"Man, it was nice to be up a bit late in the game," said guard Bonzi Wells, who scored eight points off the bench and was part of the Blazers' second unit that held onto the lead built by the starters. "We've got to learn to get in there and sustain the lead, and we did that tonight."
Boston, which started its road swing with a 101-99 win over Utah last Tuesday, lost at Golden State by 22 points Friday and shot just 38 percent in a 94-91 loss to Seattle on Saturday.
"The shots weren't falling," Kenny Anderson said. "The effort was there, they just weren't falling."
The Blazers led by at least 11 points for most of the fourth quarter and built 19-point lead when Greg Anthony found Wallace for an alley-oop with 5:20 left in the game. Portland then pulled its starters, and Boston was only able to cut the lead to 10 points before the final buzzer.
"You can't turn the ball over and expect to win against the Trail Blazers," coach Rick Pitino said of Boston's 23 turnovers. "They are very tough. If you turn it over, it's suicide for you.
"Portland's talent level is very, very deep, and we're still taking baby steps."
The Blazers were coming off an overtime win at Sacramento on Sunday, which followed four straight lackluster wins over the Los Angeles Clippers, Golden State twice and Washington.
The Blazers jumped ahead early in the third quarter, quickly upping their lead to 10 points and keeping it there most of the quarter. The Celtics, who shot 35 percent in the first half, connected on just 10 of 31 shots in the third quarter but prevented an early blowout by outrebounding the Blazers 19-7 in the quarter.
Smith had five straight points to give Portland its largest lead of the third quarter, 73-60 with 3:43 left, and Boston's shooting got progressively worse as the quarter wound down. Williams had five points down the stretch for the Celtics, who cut the lead to nine points before Jermaine O'Neal made it 78-67 with a rebound and basket just before the end of the third quarter.

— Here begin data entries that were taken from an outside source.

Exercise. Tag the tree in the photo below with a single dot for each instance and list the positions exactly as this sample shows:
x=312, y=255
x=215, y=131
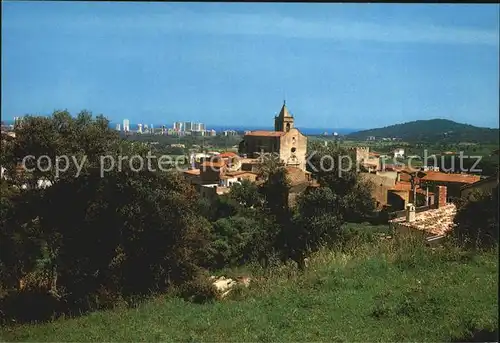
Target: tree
x=246, y=194
x=318, y=222
x=476, y=221
x=336, y=169
x=142, y=227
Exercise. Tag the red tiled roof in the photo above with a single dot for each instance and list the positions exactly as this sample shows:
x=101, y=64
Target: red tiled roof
x=217, y=164
x=296, y=175
x=406, y=186
x=266, y=133
x=227, y=154
x=240, y=172
x=444, y=177
x=433, y=222
x=192, y=172
x=404, y=177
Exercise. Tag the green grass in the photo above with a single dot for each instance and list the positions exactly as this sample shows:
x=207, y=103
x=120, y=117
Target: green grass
x=389, y=291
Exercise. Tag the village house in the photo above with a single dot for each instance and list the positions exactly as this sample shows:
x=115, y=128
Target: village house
x=215, y=175
x=286, y=141
x=486, y=185
x=433, y=223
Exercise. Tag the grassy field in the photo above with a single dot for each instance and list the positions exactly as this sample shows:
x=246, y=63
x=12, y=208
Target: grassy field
x=385, y=291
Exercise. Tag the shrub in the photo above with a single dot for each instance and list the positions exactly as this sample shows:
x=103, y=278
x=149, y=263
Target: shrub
x=476, y=221
x=199, y=290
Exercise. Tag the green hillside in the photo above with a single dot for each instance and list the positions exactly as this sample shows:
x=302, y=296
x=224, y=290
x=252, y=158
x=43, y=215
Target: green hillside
x=378, y=292
x=432, y=130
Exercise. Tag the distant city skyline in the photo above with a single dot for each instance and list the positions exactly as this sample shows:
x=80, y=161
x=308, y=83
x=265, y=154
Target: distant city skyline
x=337, y=65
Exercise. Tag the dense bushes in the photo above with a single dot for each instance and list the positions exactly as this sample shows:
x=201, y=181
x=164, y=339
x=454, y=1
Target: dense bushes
x=94, y=236
x=476, y=221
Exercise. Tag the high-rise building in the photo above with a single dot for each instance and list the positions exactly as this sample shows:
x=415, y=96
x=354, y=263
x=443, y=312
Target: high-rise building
x=188, y=126
x=18, y=121
x=178, y=126
x=126, y=125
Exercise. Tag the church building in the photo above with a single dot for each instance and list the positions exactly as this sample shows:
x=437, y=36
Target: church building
x=286, y=141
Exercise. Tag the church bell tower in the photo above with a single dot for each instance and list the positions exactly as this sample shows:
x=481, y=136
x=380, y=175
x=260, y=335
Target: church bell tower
x=284, y=121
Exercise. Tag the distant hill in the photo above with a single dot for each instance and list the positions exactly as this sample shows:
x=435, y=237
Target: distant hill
x=434, y=130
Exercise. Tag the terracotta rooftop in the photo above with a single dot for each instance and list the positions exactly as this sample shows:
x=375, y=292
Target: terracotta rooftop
x=216, y=164
x=406, y=186
x=240, y=172
x=404, y=177
x=480, y=182
x=263, y=133
x=249, y=160
x=434, y=222
x=445, y=177
x=296, y=175
x=192, y=172
x=227, y=154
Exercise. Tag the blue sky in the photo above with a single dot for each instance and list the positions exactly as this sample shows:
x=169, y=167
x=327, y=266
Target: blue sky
x=337, y=65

"We finally got a chance to click offensively and defensively at the same time," Smith said. "Usually it's one quarter defensively and one quarter offensively. Throughout the whole game, we played really well together at both ends of the court."
The Trail Blazers dominated the first quarter, starting the game with an 11-0 run and leading by as many as 13 before the Celtics started chipping away. Scottie Pippen had eight points in the first 6:30, but Boston went on a 14-6 run to end the quarter and cut the lead to 26-23.

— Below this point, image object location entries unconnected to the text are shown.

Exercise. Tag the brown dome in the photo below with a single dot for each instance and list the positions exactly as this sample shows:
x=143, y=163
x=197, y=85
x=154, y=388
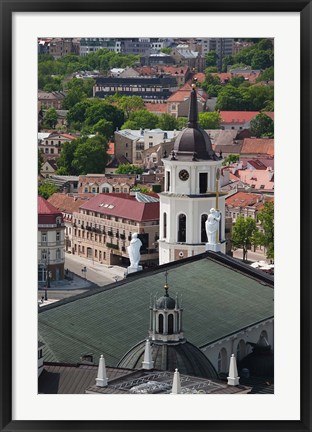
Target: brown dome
x=193, y=140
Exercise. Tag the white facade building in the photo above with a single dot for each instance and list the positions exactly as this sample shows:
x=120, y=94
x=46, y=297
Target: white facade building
x=190, y=192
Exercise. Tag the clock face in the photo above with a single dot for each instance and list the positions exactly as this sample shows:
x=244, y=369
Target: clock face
x=183, y=175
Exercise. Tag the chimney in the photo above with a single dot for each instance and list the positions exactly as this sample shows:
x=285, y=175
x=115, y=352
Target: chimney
x=176, y=385
x=233, y=378
x=147, y=363
x=101, y=379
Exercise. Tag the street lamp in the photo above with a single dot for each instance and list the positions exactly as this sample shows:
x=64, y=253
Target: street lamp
x=84, y=271
x=48, y=277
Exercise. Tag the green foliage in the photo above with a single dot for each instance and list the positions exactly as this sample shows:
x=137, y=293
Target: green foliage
x=211, y=59
x=47, y=189
x=87, y=115
x=166, y=50
x=50, y=119
x=253, y=98
x=129, y=104
x=232, y=158
x=65, y=161
x=182, y=122
x=141, y=119
x=129, y=169
x=262, y=126
x=267, y=75
x=266, y=218
x=209, y=120
x=90, y=155
x=168, y=122
x=40, y=160
x=243, y=234
x=102, y=60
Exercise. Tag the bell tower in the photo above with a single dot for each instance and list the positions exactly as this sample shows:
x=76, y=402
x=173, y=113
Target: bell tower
x=190, y=192
x=166, y=318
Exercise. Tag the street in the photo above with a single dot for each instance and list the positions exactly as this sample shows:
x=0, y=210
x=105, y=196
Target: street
x=100, y=274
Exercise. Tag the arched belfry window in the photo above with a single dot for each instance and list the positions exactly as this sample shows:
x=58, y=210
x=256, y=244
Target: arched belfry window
x=170, y=324
x=203, y=237
x=182, y=228
x=160, y=324
x=165, y=225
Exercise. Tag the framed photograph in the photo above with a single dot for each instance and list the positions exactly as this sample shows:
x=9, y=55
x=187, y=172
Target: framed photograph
x=288, y=24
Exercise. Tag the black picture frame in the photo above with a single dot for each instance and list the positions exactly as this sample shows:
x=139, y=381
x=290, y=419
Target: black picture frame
x=6, y=11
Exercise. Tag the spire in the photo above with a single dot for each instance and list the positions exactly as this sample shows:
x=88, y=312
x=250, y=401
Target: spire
x=101, y=379
x=176, y=385
x=166, y=286
x=147, y=363
x=233, y=378
x=193, y=111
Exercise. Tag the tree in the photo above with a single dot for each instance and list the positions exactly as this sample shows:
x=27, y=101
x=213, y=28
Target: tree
x=211, y=59
x=262, y=126
x=130, y=104
x=168, y=122
x=65, y=161
x=50, y=119
x=40, y=160
x=141, y=119
x=90, y=155
x=266, y=219
x=231, y=158
x=129, y=169
x=166, y=50
x=104, y=128
x=209, y=120
x=243, y=234
x=47, y=189
x=182, y=122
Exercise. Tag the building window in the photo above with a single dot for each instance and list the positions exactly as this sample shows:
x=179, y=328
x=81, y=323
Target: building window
x=165, y=225
x=167, y=181
x=203, y=182
x=170, y=324
x=182, y=228
x=241, y=350
x=222, y=361
x=203, y=239
x=160, y=324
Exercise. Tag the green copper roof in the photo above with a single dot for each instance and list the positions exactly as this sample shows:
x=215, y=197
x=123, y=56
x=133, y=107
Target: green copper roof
x=217, y=301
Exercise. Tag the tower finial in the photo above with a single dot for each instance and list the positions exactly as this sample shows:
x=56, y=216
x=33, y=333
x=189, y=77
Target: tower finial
x=193, y=111
x=166, y=286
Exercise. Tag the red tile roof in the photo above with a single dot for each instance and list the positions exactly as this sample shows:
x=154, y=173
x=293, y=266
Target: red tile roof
x=47, y=213
x=245, y=199
x=111, y=148
x=67, y=203
x=258, y=146
x=237, y=117
x=124, y=206
x=157, y=107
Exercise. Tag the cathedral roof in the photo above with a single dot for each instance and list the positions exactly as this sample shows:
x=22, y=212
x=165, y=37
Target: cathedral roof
x=184, y=356
x=110, y=320
x=192, y=139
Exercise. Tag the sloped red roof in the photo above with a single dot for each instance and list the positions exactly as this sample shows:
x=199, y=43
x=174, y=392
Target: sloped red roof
x=122, y=205
x=111, y=148
x=258, y=146
x=67, y=203
x=47, y=213
x=245, y=199
x=237, y=117
x=157, y=107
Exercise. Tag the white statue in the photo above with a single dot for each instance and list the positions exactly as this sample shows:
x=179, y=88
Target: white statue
x=212, y=225
x=134, y=251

"It is always going to be hard to go out and blow a team out because everyone is playing their A-game against us," O'Neal said. "Everyone is coming out gunning, playing their best."
Boston tied it at 43 in the second quarter when Kenny Anderson hit a pair of free throws, but O'Neal put the Blazers back ahead by hitting four free throws. He then picked off Tony Battie's pass to Anderson and took it in for a dunk to make it 49-43 to end the first half.